The function $e^{iz}$ maps $[0,2\pi)$ bijectively to $\{z\in\Bbb C:|z|=1\}$ Does anyone know a good proof or reference for this fact? I'm trying to write an elementary formal proof of this from just the series for $e^z=\sum_{n=0}^\infty z^n/n!$ (I don't have calculus available yet). So far, I have the basic trigonometric facts about $\pi$ and $e^{iz}$ and $\sin x,\cos x$; this means things like $e^{x+y}=e^xe^y$, $\sin^2x+\cos^2x=1$, $e^{i\pi}=-1$, $\sin(x+2\pi n)=\sin x$, $\sin(x+\pi/2)=\cos x$, addition formulas for $\sin$ and $\cos$, etc.
Let $f(x)=e^{ix}$ for $x\in[0,2\pi)$. It is easy to show that $$|f(x)|=|\cos x+i\sin x|=\cos^2 x+\sin^2x=1,$$ so $f$ is a function into $\{z\in\Bbb C:|z|=1\}$. If $e^{ix}=e^{iy}$, then $e^{i(x-y)}=1$, so it is sufficient to prove that $e^z=1$ iff $\frac z{2\pi i}\in\Bbb Z$. I have a proof that $\sin z=0$ iff $\frac z\pi\in\Bbb Z$ already, and it follows from this and $\cos 2z=1-\sin^2 z$ that $\cos z=1\iff\frac z{2\pi}\in\Bbb Z$, but I don't quite see yet how to make the leap to $e^{iz}$ from this information.
For surjectivity, I have the intermediate value theorem available, so there is a $z\in(0,\pi)$ such that $\cos z=x$ for any $x\in(-1,1)$. Is there a trick to avoid the case analysis here for the various combinations of $z$ in each quadrant and on the axes?
 A: I'll use some properties of arctangent.
First, from $\cos^2 x+\sin^2 x=1$, you have $|e^{it}|=1$.
You may use periodicity: since $\cos$ and $\sin$ are $2\pi$-periodic, the function can't be bijective on a larger interval.

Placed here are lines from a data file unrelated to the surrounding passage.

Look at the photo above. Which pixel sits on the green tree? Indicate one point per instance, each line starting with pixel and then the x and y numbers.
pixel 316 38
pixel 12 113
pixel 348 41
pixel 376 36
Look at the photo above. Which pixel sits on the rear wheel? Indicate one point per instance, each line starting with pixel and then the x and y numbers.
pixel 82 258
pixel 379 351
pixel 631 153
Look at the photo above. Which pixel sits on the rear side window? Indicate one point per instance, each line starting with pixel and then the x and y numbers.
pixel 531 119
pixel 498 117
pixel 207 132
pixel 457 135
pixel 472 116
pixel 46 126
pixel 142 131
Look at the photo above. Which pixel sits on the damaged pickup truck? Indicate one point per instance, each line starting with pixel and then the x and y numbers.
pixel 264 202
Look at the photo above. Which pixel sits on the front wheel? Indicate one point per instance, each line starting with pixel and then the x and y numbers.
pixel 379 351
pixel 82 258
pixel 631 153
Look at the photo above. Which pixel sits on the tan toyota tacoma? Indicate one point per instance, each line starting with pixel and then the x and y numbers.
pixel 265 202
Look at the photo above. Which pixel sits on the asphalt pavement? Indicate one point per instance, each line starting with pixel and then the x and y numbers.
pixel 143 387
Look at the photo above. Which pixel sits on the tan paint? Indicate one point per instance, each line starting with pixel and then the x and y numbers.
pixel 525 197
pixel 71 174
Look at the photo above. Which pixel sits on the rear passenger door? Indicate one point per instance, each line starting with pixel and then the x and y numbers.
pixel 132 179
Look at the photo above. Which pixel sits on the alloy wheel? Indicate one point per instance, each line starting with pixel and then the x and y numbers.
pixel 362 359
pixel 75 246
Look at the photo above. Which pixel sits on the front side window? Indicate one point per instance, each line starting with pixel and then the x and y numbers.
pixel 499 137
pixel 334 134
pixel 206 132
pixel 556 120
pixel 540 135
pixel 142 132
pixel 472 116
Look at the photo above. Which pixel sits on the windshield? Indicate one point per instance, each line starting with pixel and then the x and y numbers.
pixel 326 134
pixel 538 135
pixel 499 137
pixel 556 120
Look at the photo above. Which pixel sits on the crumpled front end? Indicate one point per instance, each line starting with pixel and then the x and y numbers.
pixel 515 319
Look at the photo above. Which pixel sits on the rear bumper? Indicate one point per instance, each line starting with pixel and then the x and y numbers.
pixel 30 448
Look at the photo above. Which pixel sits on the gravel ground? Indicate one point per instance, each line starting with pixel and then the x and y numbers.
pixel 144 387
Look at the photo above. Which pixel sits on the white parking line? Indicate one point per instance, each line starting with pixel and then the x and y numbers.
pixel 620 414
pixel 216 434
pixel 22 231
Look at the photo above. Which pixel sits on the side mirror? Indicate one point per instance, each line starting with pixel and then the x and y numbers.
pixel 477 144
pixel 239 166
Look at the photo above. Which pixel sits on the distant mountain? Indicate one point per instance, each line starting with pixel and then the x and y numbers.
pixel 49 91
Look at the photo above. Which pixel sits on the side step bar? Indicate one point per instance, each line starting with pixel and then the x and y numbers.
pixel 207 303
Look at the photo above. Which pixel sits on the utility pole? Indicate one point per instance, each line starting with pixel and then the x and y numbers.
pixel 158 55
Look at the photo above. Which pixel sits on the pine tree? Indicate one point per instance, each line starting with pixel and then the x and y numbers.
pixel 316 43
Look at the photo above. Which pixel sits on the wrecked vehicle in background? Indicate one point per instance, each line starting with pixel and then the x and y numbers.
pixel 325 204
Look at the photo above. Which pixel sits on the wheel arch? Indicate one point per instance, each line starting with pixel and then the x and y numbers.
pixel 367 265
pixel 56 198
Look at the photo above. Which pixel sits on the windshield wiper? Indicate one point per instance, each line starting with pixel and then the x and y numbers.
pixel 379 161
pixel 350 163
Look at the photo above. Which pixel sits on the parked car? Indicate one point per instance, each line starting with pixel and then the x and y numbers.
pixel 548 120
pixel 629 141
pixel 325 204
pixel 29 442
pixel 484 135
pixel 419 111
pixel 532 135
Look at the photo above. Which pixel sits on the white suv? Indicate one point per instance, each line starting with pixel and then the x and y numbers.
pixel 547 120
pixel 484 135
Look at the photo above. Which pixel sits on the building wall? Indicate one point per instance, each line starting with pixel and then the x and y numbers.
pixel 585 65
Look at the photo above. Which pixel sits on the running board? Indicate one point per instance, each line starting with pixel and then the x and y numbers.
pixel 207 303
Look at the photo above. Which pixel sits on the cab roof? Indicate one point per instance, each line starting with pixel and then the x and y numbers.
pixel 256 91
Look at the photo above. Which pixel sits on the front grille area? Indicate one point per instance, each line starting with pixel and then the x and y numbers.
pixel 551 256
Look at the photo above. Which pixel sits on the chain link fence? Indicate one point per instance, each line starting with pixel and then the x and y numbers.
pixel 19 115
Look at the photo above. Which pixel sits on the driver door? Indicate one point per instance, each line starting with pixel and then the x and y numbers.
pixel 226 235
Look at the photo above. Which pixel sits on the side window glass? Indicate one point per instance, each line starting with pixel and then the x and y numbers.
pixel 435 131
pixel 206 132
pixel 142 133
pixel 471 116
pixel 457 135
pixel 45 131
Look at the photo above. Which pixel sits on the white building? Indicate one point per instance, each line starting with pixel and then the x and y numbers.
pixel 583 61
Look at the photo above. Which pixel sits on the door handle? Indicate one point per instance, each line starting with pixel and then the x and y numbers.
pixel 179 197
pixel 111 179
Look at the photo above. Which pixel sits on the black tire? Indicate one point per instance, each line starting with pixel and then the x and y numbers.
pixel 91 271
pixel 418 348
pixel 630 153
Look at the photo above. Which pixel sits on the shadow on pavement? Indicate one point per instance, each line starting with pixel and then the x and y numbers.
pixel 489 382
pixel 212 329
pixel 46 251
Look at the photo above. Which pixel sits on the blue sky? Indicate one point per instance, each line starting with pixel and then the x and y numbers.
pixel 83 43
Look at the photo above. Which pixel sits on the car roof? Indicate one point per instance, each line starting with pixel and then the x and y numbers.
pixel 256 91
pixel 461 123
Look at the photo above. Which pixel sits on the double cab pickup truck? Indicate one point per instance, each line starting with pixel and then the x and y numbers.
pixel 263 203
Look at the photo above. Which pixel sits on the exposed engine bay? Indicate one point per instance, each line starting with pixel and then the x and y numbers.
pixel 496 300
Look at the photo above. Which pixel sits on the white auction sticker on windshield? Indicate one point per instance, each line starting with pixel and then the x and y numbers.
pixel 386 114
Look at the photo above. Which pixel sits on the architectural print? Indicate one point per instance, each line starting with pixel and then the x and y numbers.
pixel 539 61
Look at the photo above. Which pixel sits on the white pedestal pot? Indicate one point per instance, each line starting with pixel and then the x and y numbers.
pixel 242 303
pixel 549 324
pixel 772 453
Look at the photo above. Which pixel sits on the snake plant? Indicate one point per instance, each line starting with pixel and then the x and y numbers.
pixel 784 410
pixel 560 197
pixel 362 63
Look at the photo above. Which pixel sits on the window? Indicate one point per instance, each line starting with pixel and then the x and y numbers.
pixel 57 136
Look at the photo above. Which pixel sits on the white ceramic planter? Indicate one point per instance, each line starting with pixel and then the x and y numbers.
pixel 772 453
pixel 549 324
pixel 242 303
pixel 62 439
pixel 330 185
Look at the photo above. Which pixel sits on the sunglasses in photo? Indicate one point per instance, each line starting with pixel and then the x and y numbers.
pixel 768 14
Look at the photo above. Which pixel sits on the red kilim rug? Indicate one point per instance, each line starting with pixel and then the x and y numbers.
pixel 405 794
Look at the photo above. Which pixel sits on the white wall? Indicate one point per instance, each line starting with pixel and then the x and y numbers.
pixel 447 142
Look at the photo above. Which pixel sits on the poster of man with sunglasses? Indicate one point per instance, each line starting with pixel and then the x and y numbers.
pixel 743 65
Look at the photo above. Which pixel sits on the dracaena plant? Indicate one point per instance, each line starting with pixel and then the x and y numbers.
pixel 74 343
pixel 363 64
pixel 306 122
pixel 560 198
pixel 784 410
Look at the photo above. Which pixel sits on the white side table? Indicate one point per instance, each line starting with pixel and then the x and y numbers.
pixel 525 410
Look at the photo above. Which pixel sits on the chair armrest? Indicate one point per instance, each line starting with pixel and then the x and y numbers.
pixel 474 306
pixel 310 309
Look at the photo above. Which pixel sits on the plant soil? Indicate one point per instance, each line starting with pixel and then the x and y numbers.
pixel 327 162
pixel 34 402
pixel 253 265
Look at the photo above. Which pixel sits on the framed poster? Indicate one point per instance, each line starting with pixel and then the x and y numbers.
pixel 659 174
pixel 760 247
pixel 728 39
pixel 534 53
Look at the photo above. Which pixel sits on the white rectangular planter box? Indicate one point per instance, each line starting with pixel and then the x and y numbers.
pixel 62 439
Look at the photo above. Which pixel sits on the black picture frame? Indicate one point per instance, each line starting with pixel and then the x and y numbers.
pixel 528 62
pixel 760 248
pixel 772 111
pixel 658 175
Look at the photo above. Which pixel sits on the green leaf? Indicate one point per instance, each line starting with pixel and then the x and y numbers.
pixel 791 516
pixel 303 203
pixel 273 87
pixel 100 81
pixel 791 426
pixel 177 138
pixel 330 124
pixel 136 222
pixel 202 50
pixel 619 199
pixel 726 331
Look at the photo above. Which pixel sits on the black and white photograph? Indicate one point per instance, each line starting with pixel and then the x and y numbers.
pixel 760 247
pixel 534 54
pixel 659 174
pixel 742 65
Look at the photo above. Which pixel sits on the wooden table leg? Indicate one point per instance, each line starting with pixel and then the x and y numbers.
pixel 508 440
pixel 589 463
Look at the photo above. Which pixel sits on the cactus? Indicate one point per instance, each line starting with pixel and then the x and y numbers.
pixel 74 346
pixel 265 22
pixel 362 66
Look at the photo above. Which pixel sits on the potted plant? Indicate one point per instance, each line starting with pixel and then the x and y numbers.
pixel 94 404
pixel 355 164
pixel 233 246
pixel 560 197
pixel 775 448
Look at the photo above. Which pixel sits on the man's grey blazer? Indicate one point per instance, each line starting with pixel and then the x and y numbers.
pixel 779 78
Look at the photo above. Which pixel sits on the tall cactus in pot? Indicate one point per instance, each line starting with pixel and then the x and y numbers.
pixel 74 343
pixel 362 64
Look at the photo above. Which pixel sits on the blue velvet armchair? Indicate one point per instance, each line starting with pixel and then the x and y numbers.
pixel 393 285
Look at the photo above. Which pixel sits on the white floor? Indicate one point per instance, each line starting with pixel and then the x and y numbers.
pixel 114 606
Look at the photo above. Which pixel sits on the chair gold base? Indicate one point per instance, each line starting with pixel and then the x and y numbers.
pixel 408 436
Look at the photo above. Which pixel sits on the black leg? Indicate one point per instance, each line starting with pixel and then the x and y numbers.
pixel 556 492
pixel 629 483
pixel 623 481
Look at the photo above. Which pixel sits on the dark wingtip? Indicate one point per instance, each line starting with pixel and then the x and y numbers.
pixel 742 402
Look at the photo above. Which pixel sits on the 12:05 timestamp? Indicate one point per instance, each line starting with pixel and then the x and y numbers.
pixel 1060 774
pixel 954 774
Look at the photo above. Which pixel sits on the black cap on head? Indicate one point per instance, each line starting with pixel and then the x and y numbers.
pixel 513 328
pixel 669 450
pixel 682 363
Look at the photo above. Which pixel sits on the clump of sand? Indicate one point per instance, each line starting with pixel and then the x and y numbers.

Now, if $t, t' \in [0,2\pi[$, and $e^{it}=e^{it'}$, then $e^{i(t-t')}=1$, so, with $\eta=t-t'$, $e^{i(z+\eta)}=e^{iz}e^{i\eta}=e^{iz}$ so $\exp$ is $\eta-periodic$. But since $2\pi$ is the smallest period (of $\sin$ and $\cos$), you must have $\eta=2k\pi$ for some integer $k$, contradiction.
Thus, for different values of $t\in[0,2\pi[$, values of $e^{it}$ must be different, that is the function is injective.
But we have yet to prove surjectivity.
If $|z|=1$, for $z=x+iy$, then $x^2+y^2=1$, and suppose also $x>0$ and $y>0$, and let $t=\arctan \frac{y}{x}$.
You have $\frac{1}{\cos^2 a} = 1+\tan^2 a$ so $\cos a=\frac{1}{\sqrt{1+\tan^2 a}}$ and specifically, $\cos t=\frac{1}{\sqrt{1+\frac{y^2}{x^2}}}=\frac{x}{x^2+y^2}=x$. You can prove the same way that $\sin t=y$.
A similar method will hold for other values of $x$ and $y$ (with negative of zero values).
Hence your function is also surjective, so it's bijective.

Regarding the cases for each quadrant, there is a nice formula for principal argument of a number $z=x+iy \notin \Bbb R_-$, it's
$$Arg (x+iy)=2\arctan \frac{y}{x+\sqrt{x^2+y^2}}$$
So maybe, using cleverly trigonometric formulas you can have mainly only one case.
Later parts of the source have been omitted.